Every Sunday we listen to the scriptures proclaimed probably in one dimension, the aural dimension, relying more on our ears than our imagination. For those who are avid readers, reading mystery or adventure novels delights our imaginations with descriptive words, allowing our minds to fill in what is not written in the text. The reader must add the sights and sounds that are not always included in the written text, but only come with one’s imagination and experience. Books are being replaced with the magic of computer generated graphics, to accomplish what seemingly can’t be done any other way. Several movies, like Gravity and Avatar could only be made now with newly developed technological innovations. But we don’t need technological innovations to get at the heart of our story of faith contained in the scriptures.
Traveling to the Holy Land affords thousands of pilgrims every year the opportunity to see, touch and in some ways experience what the disciples experienced with Jesus over two millennia ago. The scriptures tell us that Jesus watched the disciples fish on the Sea of Galilee. Now having seen, touched and sailed on the Sea of Galilee, I have a new mental picture of the Sea surrounded by green fertile fields and hills that embrace this body of water six hundred feet below sea level. It is a capricious sea that can be calm, smooth and seemingly harmless, but in the summer can become turbulent with sudden unexpected winds, roiling the surface into waves and foam.

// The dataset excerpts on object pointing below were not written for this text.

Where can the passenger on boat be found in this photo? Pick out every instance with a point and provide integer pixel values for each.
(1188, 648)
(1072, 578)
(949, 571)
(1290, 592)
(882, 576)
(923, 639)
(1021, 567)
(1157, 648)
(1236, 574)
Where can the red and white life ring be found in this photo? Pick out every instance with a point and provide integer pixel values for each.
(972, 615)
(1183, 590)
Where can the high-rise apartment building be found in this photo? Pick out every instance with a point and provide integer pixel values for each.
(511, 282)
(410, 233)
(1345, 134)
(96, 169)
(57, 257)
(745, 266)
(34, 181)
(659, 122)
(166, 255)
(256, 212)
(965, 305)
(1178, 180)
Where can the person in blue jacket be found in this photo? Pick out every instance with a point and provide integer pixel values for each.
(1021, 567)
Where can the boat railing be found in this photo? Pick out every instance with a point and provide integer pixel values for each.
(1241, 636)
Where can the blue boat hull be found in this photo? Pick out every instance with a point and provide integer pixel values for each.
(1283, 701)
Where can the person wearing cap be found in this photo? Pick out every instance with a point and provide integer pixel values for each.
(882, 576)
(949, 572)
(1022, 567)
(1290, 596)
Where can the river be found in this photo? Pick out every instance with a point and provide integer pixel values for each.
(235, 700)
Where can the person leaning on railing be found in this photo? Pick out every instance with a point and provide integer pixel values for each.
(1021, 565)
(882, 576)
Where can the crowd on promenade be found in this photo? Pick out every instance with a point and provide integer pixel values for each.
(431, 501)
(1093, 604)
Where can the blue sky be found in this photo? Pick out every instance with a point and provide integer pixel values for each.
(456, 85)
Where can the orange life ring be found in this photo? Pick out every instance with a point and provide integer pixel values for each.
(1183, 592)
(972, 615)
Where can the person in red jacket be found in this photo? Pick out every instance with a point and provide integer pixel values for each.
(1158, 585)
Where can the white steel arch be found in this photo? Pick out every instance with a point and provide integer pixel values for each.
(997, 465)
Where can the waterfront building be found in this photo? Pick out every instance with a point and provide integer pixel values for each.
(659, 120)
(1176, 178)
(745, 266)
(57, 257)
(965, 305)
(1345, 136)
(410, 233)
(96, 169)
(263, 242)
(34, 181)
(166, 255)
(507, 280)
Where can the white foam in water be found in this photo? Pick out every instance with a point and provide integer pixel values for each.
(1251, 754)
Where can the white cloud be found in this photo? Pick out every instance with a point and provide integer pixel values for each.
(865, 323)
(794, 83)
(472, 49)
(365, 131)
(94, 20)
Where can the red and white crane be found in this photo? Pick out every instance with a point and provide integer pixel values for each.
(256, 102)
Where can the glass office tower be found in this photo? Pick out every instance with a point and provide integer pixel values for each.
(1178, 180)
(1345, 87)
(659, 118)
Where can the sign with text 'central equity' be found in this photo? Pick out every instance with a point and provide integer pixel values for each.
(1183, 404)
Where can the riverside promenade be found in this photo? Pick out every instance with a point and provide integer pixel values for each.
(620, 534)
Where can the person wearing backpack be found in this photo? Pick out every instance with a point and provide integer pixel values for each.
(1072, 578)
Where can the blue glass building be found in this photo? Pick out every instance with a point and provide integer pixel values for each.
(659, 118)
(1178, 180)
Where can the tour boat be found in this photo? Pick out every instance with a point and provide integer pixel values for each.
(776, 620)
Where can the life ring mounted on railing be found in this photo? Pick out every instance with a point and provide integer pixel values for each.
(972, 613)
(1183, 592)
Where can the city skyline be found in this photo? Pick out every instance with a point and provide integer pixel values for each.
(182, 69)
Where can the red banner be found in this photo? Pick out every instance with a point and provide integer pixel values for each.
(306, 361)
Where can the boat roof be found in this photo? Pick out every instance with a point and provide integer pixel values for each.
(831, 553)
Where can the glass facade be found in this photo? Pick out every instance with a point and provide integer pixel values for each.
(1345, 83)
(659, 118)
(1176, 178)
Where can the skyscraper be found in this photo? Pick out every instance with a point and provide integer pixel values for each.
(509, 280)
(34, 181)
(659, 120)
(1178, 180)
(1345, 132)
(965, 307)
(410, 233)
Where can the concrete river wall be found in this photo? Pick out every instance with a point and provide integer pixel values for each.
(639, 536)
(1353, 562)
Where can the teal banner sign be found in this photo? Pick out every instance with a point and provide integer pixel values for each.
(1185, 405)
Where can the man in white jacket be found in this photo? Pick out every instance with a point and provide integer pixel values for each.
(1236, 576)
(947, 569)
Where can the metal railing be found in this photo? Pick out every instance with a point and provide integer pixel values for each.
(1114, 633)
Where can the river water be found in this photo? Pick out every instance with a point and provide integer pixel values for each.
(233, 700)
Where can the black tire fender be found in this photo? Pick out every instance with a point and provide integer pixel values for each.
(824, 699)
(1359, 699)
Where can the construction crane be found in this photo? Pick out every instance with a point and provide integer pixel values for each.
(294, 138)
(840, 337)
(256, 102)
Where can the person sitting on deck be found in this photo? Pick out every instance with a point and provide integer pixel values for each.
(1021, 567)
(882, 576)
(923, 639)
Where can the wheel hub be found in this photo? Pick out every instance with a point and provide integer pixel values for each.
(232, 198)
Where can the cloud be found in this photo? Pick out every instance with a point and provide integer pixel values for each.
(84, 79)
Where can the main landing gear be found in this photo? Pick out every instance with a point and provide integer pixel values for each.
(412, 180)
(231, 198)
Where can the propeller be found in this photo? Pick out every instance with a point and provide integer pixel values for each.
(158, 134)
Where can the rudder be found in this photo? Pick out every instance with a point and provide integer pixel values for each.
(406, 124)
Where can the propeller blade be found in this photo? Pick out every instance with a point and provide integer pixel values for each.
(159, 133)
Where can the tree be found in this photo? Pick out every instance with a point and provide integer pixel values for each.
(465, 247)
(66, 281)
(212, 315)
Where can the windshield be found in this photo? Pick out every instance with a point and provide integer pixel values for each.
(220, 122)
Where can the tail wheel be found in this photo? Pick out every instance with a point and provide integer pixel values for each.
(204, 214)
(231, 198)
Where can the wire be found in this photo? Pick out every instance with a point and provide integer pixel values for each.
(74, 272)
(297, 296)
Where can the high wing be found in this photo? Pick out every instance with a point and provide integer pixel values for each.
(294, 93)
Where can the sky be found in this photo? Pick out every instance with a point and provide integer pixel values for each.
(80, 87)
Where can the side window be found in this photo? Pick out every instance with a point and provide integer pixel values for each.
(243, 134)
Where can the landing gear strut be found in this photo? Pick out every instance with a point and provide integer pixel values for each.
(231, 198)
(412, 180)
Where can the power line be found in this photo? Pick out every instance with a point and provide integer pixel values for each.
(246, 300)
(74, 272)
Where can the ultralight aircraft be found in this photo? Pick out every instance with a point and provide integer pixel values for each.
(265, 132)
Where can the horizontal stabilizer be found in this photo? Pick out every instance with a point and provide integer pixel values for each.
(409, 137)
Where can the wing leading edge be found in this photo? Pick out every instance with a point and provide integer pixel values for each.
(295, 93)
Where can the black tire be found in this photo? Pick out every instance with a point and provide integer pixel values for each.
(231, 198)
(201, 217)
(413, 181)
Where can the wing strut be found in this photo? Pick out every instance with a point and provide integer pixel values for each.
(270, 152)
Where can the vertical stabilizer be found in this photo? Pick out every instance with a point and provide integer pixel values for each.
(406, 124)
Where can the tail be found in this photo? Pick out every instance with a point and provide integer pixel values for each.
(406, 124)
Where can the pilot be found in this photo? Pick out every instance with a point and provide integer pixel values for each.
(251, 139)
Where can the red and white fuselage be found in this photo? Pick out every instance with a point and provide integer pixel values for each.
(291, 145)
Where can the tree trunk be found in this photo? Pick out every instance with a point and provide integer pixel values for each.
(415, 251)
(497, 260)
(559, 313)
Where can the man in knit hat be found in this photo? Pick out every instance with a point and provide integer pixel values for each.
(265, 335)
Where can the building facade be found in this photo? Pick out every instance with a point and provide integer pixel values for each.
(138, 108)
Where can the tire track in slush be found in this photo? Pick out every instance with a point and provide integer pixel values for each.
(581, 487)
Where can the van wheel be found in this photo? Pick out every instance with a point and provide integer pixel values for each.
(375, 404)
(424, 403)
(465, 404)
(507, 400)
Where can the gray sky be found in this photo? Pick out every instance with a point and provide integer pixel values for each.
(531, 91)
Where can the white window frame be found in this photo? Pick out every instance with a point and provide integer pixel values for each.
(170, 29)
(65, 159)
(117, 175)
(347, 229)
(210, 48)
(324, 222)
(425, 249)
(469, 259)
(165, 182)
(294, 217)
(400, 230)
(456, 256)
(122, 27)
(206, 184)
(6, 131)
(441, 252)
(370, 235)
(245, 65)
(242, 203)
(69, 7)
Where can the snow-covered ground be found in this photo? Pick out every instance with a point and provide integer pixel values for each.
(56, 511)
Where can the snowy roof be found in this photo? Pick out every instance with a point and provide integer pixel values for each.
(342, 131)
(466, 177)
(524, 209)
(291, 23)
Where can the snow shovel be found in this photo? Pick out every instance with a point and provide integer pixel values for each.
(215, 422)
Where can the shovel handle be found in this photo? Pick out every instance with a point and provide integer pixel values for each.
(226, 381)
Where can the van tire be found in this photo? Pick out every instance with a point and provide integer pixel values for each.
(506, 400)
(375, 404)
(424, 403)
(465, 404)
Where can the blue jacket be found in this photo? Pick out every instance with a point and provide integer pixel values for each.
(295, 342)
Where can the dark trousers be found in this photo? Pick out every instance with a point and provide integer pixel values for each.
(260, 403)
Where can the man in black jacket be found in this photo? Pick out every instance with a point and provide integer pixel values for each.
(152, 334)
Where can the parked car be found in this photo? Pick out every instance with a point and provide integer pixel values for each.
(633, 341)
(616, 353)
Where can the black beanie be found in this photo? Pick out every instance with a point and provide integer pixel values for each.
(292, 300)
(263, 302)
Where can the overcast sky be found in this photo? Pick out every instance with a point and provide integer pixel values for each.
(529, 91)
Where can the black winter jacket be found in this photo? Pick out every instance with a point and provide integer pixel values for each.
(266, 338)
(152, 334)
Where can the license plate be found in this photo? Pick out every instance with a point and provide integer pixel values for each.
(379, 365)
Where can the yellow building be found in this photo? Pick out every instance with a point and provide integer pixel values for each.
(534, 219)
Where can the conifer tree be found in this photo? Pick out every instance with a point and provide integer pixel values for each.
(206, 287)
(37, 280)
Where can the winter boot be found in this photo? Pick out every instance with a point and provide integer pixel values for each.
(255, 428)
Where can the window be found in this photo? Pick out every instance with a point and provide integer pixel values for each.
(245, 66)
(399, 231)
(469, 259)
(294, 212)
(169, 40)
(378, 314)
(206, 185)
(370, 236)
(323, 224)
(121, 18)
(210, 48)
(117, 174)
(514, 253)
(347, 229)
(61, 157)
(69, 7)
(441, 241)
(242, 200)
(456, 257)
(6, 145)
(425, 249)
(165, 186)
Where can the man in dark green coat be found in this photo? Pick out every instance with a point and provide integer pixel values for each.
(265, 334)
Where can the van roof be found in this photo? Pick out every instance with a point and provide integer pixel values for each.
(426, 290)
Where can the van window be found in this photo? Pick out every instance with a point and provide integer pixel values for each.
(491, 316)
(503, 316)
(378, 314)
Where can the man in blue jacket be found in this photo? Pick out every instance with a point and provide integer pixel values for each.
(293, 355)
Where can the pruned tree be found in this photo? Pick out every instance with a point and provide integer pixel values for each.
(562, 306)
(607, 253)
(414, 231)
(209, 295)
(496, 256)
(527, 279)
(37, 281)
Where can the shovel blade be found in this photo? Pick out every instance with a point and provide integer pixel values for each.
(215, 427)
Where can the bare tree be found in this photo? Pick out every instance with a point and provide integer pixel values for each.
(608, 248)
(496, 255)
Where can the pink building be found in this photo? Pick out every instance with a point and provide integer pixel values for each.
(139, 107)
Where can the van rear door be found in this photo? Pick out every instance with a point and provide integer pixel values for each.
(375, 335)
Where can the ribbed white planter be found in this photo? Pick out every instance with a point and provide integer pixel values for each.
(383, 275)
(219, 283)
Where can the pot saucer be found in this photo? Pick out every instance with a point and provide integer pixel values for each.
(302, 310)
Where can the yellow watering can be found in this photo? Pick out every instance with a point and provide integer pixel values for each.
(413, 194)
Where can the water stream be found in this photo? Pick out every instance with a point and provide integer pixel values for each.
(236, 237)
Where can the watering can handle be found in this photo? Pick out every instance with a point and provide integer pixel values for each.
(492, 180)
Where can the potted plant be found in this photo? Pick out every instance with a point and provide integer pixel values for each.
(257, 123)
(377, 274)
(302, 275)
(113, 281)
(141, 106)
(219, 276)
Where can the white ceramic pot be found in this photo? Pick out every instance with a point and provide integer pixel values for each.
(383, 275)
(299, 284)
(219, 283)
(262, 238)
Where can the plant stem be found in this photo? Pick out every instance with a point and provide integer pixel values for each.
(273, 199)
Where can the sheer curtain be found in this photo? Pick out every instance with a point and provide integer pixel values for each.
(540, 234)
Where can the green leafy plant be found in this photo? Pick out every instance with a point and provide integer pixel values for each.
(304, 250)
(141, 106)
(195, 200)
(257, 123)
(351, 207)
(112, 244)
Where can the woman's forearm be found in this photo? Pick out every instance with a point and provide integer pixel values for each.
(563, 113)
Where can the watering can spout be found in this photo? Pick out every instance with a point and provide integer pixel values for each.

However, on a recent morning, watching the sun rise over the Sea, as Jesus probably did so many times when he spent the night in prayer; it was enchanting, seeing the sun slowly rise over the eastern hills, sunlight sparkled on the sea surface while sea birds flew, soared, hovered, squawked and dove into the water to catch a fish for a meal. Hearing the water gently lap on the shore and the sound of birds opened my mind to the reality of the Gospel passages becoming more real. The scriptural authors presume that our minds will provide those story elements that are not necessarily essential but round out and fill out the scenes of the Gospel text.
When the psalmist proclaims the words, “from the rising of the sun to its setting”; it’s not just the rising and the setting of the sun there, but everywhere that God is present in that universal experience. Experiencing the sun rise over the Sea of Galilee, gave me whole a new appreciation of listening to the text, listen with my imagination not just my ears. I hope you can have that same experience when you can imagine yourself in that scene with the disciples and Jesus today, making the past present.